苦戦が続く川崎の現状に「もっと危機感を持たないと」
プロとして2シーズン目を戦い終えた今夏、期限付き移籍の報はエージェントから受け取った。 「最初は焦りました。B1間のレンタルはあまりないから、B2だと思ったので……。そうしたらB1の、しかも川崎と聞いたので『え、川崎に行けるの?』って感じでした」 その後、伊藤社長と面談し、詳しい説明を受けた。長崎の新しいヘッドコーチがこれまでのようなハイペースバスケではなくハーフコートバスケを志向していることを説明され、すぐに状況を理解した。 「拓摩さんから『せっかくスタートで出られるようになったのに、プレータイムが減るのはすごくもったいない。まだ若いし、欲しいと言ってくれているチームがあるなら行ったほうがいいと思う』と言われて、けっこうすんなりと決めましたね。もちろん、川崎で出られる保証もないけど、(長崎の)HCの方針が変わることはないだろうから移籍しようと」 昨季までの長崎と同様に、ハイペースバスケを展開する今季の川崎において、小針のスピードは加入直後から大いに重宝された。今はまだ「もともと持っていたものがさらに伸びた感じ」というほどに持ち味を生かせた長崎のようには、自分がフィットしている感覚はない。ただ、その違和感こそが小針のプロ選手としての伸びしろとも言えるだろう。 ロネン・ギンズブルグHCは、その1つに判断力を挙げ、練習後に2人でビデオクリップを見ながら、意識のすり合わせを行っていると話した。

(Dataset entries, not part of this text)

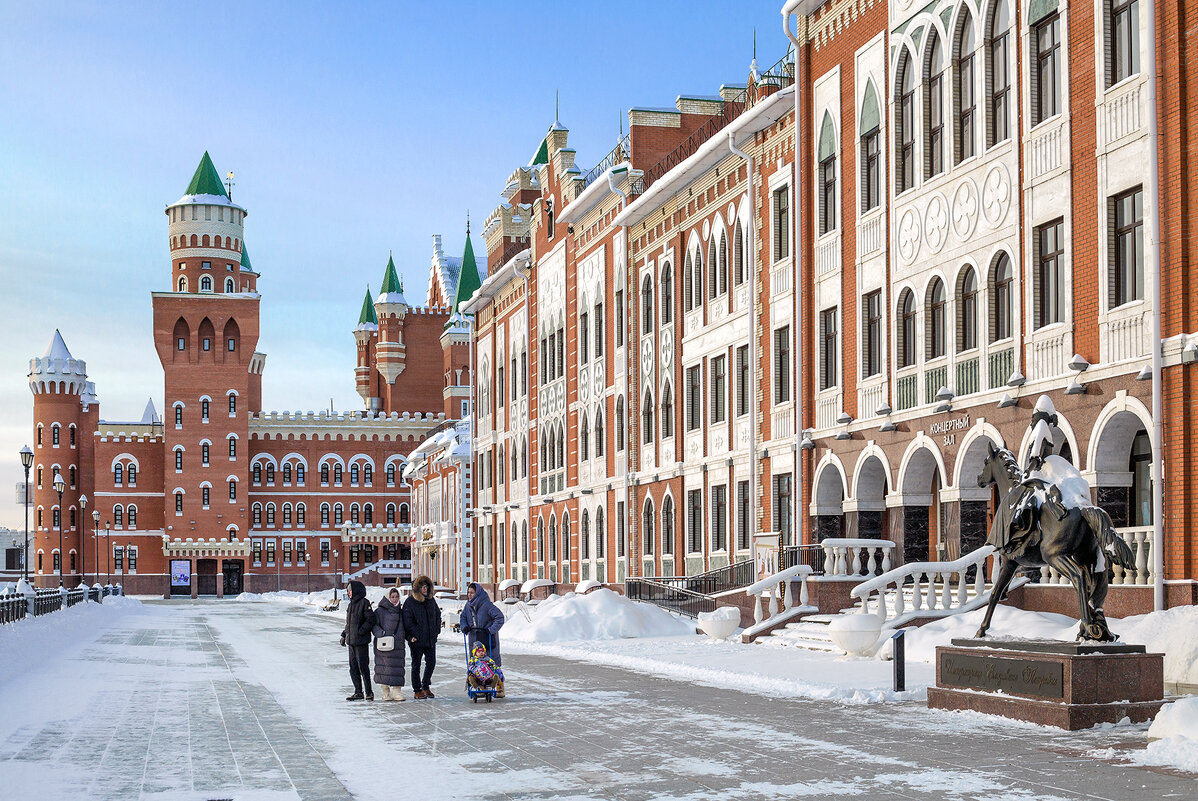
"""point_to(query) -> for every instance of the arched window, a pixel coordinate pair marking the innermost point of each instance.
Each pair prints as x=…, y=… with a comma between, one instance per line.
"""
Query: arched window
x=827, y=158
x=666, y=293
x=647, y=417
x=905, y=125
x=935, y=322
x=647, y=528
x=967, y=310
x=998, y=64
x=933, y=108
x=1000, y=298
x=906, y=329
x=966, y=89
x=647, y=305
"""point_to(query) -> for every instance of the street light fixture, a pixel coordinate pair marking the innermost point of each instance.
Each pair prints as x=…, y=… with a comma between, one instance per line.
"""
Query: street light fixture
x=59, y=486
x=83, y=541
x=26, y=460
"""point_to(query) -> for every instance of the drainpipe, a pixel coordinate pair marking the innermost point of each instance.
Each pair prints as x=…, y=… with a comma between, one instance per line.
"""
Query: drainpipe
x=754, y=426
x=799, y=352
x=1154, y=264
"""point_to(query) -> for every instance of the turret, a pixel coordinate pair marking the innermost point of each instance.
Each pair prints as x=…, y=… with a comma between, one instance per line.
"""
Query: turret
x=391, y=309
x=61, y=425
x=367, y=334
x=206, y=237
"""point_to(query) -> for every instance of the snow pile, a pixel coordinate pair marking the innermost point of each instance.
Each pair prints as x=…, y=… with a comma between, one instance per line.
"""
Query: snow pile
x=1173, y=632
x=1174, y=736
x=599, y=614
x=30, y=643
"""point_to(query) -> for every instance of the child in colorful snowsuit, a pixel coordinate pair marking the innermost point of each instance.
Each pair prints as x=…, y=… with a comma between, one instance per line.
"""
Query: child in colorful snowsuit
x=482, y=672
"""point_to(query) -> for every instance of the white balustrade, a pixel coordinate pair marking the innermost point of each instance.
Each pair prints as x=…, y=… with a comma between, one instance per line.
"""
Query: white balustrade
x=930, y=589
x=846, y=558
x=775, y=590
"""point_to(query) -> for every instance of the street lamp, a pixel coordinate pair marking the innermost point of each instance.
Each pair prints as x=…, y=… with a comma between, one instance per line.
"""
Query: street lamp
x=83, y=541
x=95, y=536
x=59, y=486
x=26, y=460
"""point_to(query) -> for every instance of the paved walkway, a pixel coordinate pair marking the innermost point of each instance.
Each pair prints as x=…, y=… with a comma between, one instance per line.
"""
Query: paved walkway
x=243, y=701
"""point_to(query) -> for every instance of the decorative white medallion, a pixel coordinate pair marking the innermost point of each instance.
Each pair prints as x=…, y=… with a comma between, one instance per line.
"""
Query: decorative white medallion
x=964, y=208
x=936, y=223
x=996, y=194
x=908, y=235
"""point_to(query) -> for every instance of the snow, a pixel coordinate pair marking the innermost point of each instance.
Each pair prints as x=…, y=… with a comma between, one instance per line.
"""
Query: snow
x=600, y=614
x=1173, y=632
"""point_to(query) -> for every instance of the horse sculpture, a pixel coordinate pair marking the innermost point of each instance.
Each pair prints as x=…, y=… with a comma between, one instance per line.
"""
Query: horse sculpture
x=1050, y=522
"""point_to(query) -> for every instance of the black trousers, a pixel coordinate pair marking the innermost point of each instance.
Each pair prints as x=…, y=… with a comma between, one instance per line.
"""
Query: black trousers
x=359, y=668
x=429, y=654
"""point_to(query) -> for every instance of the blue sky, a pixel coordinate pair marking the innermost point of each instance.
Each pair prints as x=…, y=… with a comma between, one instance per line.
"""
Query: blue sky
x=352, y=129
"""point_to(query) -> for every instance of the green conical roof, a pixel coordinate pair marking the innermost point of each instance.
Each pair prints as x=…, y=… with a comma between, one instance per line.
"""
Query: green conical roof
x=467, y=280
x=206, y=181
x=391, y=278
x=368, y=314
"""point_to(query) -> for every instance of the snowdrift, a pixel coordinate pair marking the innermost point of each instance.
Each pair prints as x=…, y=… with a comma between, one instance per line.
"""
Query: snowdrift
x=599, y=614
x=1173, y=632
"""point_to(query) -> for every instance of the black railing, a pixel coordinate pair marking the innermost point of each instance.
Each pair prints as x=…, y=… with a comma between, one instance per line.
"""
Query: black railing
x=622, y=152
x=779, y=76
x=811, y=556
x=721, y=580
x=676, y=599
x=12, y=607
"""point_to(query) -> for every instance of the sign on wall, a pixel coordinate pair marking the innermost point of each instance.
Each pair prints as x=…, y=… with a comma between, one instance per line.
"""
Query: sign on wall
x=180, y=572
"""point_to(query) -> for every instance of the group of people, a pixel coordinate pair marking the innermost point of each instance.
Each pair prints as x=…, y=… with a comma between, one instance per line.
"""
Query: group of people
x=417, y=623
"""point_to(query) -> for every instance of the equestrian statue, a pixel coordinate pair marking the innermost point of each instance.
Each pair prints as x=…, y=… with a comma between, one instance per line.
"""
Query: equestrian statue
x=1045, y=517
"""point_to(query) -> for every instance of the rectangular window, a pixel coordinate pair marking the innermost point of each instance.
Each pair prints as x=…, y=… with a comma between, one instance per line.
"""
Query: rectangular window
x=1127, y=266
x=782, y=511
x=827, y=349
x=695, y=521
x=782, y=364
x=719, y=517
x=742, y=380
x=718, y=389
x=1051, y=273
x=1046, y=70
x=1124, y=40
x=781, y=223
x=871, y=334
x=871, y=170
x=743, y=515
x=694, y=396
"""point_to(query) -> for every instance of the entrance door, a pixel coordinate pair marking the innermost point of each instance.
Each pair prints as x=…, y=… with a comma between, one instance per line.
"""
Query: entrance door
x=233, y=569
x=206, y=577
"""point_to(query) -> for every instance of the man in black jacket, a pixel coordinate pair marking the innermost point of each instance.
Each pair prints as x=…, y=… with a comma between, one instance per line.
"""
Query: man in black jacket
x=422, y=625
x=359, y=622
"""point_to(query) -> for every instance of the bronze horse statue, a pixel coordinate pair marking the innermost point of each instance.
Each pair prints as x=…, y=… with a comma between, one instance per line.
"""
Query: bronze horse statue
x=1034, y=527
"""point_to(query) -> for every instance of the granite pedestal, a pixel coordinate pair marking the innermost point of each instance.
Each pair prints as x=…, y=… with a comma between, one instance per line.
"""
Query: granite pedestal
x=1068, y=685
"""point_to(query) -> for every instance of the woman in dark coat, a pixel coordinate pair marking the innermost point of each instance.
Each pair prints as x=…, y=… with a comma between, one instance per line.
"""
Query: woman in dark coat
x=358, y=626
x=480, y=622
x=389, y=663
x=422, y=626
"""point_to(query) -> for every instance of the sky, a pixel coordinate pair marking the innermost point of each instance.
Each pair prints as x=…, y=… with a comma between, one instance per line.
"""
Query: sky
x=352, y=129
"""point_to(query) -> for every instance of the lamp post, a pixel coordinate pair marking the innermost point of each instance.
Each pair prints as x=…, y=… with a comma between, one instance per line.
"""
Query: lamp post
x=95, y=538
x=59, y=486
x=26, y=460
x=83, y=541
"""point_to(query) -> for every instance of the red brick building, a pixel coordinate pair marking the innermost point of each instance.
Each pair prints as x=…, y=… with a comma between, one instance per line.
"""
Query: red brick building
x=218, y=492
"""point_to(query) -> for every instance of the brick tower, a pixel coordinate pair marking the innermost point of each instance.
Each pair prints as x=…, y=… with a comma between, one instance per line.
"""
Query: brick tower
x=65, y=414
x=206, y=332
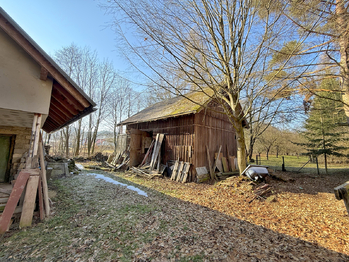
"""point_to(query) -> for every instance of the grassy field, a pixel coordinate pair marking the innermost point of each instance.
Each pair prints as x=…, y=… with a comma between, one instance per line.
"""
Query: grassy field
x=294, y=164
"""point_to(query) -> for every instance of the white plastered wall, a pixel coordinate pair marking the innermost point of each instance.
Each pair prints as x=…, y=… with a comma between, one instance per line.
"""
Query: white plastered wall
x=20, y=86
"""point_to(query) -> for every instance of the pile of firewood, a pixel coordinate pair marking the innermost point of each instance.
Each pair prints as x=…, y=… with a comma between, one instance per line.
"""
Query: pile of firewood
x=262, y=193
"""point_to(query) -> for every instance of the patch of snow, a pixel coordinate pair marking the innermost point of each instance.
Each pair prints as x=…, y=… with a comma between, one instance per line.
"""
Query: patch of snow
x=81, y=167
x=110, y=180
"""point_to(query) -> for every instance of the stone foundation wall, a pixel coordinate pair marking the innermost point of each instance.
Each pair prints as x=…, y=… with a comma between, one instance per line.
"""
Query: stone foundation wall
x=21, y=145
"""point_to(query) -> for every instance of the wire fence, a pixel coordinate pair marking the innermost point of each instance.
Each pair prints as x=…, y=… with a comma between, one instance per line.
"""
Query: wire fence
x=300, y=164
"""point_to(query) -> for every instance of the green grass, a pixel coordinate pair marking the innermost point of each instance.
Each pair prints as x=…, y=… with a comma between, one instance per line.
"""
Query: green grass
x=294, y=164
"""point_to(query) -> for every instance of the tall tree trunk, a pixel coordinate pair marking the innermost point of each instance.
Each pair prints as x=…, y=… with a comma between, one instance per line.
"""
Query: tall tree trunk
x=268, y=154
x=89, y=136
x=94, y=137
x=250, y=150
x=67, y=142
x=325, y=159
x=241, y=147
x=78, y=139
x=342, y=25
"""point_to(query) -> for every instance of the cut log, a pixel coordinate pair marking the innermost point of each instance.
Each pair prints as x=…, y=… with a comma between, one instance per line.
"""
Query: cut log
x=157, y=150
x=41, y=201
x=232, y=163
x=215, y=164
x=219, y=165
x=5, y=191
x=225, y=165
x=209, y=163
x=29, y=202
x=175, y=169
x=342, y=192
x=179, y=172
x=185, y=172
x=13, y=200
x=43, y=178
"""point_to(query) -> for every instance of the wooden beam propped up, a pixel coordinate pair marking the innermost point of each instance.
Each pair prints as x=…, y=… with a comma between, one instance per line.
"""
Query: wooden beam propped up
x=43, y=74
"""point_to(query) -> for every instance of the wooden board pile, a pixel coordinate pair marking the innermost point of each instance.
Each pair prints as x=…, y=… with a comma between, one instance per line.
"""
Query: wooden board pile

また、PGの先輩にあたるキャプテンの篠山竜青は、ディフェンスについてこんなことを話していた。 「長崎は元々決められたルールを遂行しなさいというスタイルだったらしいんですけど、ネノさん(ギンズブルグHCの愛称)は状況に応じて選手たちに判断させる余白を持たせるスタイルなので、そこで戸惑っている部分もあるのかなと思います」 今回の取材を実施した11月1日時点で、川崎は9試合を終え2勝7敗という成績だった。HCとメンバーが一新された上に、HCと外国籍2人がBリーグ未経験。チームの歯車が噛み合うには、それなりに時間がかかるというのが関係者の見立てではあった。 しかし、小針はそうは考えていなかった。 「『まだ始まったばかりだから』と言う人もいると思うんですけど、そろそろ完成度を上げていかないと、と思いますね。特に今年は、他のチームの完成度がすごく高いので。もちろん、60試合は長いし、僕も去年後半から一気に出始めたので、シーズン中に状況が大きく変わるリーグだというのは分かっているつもりです。でも、もっと危機感を持たないといけないんじゃないかと感じています」 まだ若く、いつ契約解除されるか分からない境遇からプロキャリアを始めた小針らしい、ハングリーな言葉だ。